Un marché des céréales nerveux après les attaques

Céréales
Des employés prélèvent des échantillons de riz nouvellement acheté dans une société du China Grain Reserves Group (Sinograin), à Harbin, dans la province chinoise du Heilongjiang (nord-est), le 28 octobre 2022. © Belga

Les attaques de drones russes sur les sites portuaires ukrainiens du Danube, qui ont endommagé des dizaines de milliers de tonnes de grains mercredi matin, ont accru la nervosité sur le marché des céréales, sans toutefois entraîner de hausse des cours dans leur sillage.

“Les Russes ont frappé des entrepôts et des silos à grains, endommageant près de 40.000 tonnes de céréales attendues par les pays africains, la Chine et Israël”, a affirmé sur Telegram Oleksandre Koubrakov, ministre ukrainien des Infrastructures. Selon l’armée, c’est le port d’Izmaïl, près de la frontière roumaine, qui a été visé à l’aube. “La question est désormais de savoir si les bateaux arrivent à charger (le grain), ou s’il y a un vrai blocage des flux”, générant de la volatilité sur le marché des céréales, a souligné Sébastien Poncelet du cabinet Agritel (Argus Media France).

Mais le cours du blé, “marqueur du conflit”, ne rebondissait pas mercredi à 16H30 GMT: après une semaine de détente sur le marché européen, son prix baissait encore de près de 1% par rapport à la clôture mardi soir, s’établissant à 233,50 euros la tonne pour livraison en septembre.
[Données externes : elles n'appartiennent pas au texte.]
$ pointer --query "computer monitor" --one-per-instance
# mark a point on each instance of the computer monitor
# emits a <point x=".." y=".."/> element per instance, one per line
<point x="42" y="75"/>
Après avoir gagné près de 5% mardi soir après l’annonce de cette attaque, le prix du principal contrat sur le blé américain SRW (Soft Red Winter Wheat) reculait aussi, cédant 2,07% vers 14H35 GMT.

Escalade des tensions

“C’est un développement significatif, et il est remarquable de voir qu’une nouvelle censée soutenir les cours n’y parvient pas”, a commenté Arlan Suderman de la plateforme StoneX.  Selon lui, les acteurs du marché sont “davantage concentrés” sur les abondants stocks de blé russe, qui inondent les marchés à l’exportation à des prix défiant toute concurrence. Mercredi après-midi, le président turc Recep Tayyip Erdogan a mis en garde son homologue russe Vladimir Poutine, lui demandant “de ne prendre aucune mesure risquant de provoquer une escalade des tensions” en mer Noire. De son côté, la France a accusé Moscou de faire courir “délibérément” un risque pour la sécurité alimentaire mondiale.

Le Danube, voie fluviale empruntée par des dizaines de cargos transitent ces derniers jours, permet à la fois de rallier Constanta (Roumanie) au sud, pour reprendre la traditionnelle route du Bosphore, et le réseau ferré roumain, vers l’ouest. Depuis que la Russie a claqué la porte de l’accord sur les céréales ukrainiennes le 17 juillet, les deux petits ports fluviaux d’Izmaïl et Réni, dans la région d’Odessa frontalière avec la Roumanie, sont devenus la principale voie de sortie du blé et du maïs ukrainien. Bateau après bateau, entre 3,5 et 4 millions de tonnes de céréales peuvent être expédiées chaque mois par le fleuve, a précisé Damien Vercambre, courtier au cabinet Inter-Courtage.

“Etouffer l’Ukraine”

Mais depuis la fin du corridor maritime, Moscou a multiplié les frappes contre les infrastructures portuaires ukrainiennes, faisant grimper à nouveau le prix des céréales. “L’objectif de la Russie est d’étouffer l’Ukraine, et de toucher une de ses principales rentrées de devises”, a-t-il commenté.

Depuis le début des frappes sur les silos, “entre 160.000 et 180.000 tonnes” de céréales ont été détruites, a détaillé M. Vercambre, sur un total de 35 millions de tonnes de céréales que l’Ukraine va tenter d’exporter cette année.

Les opérateurs sont toutefois “moins inquiets” qu’auparavant au sujet de ce type d’attaques russes, “car ils estiment que l’Ukraine a le temps de trouver des solutions pour créer des corridors terrestres avec le soutien financier de l’Union européenne”, a estimé Arlan Suderman. “Si les dégâts sont limités ou localisés, c’est la réalité commerciale qui prend le dessus”, et fait ainsi redescendre les cours, a abondé Sébastien Poncelet.

Face au blé russe, abondant et peu cher, le prix du blé français ou américain est actuellement trop élevé pour les acheteurs. Depuis une semaine, son cours à la tonne baissait de ce fait d’environ “cinq euros tous les jours” sur le marché européen, a-t-il illustré.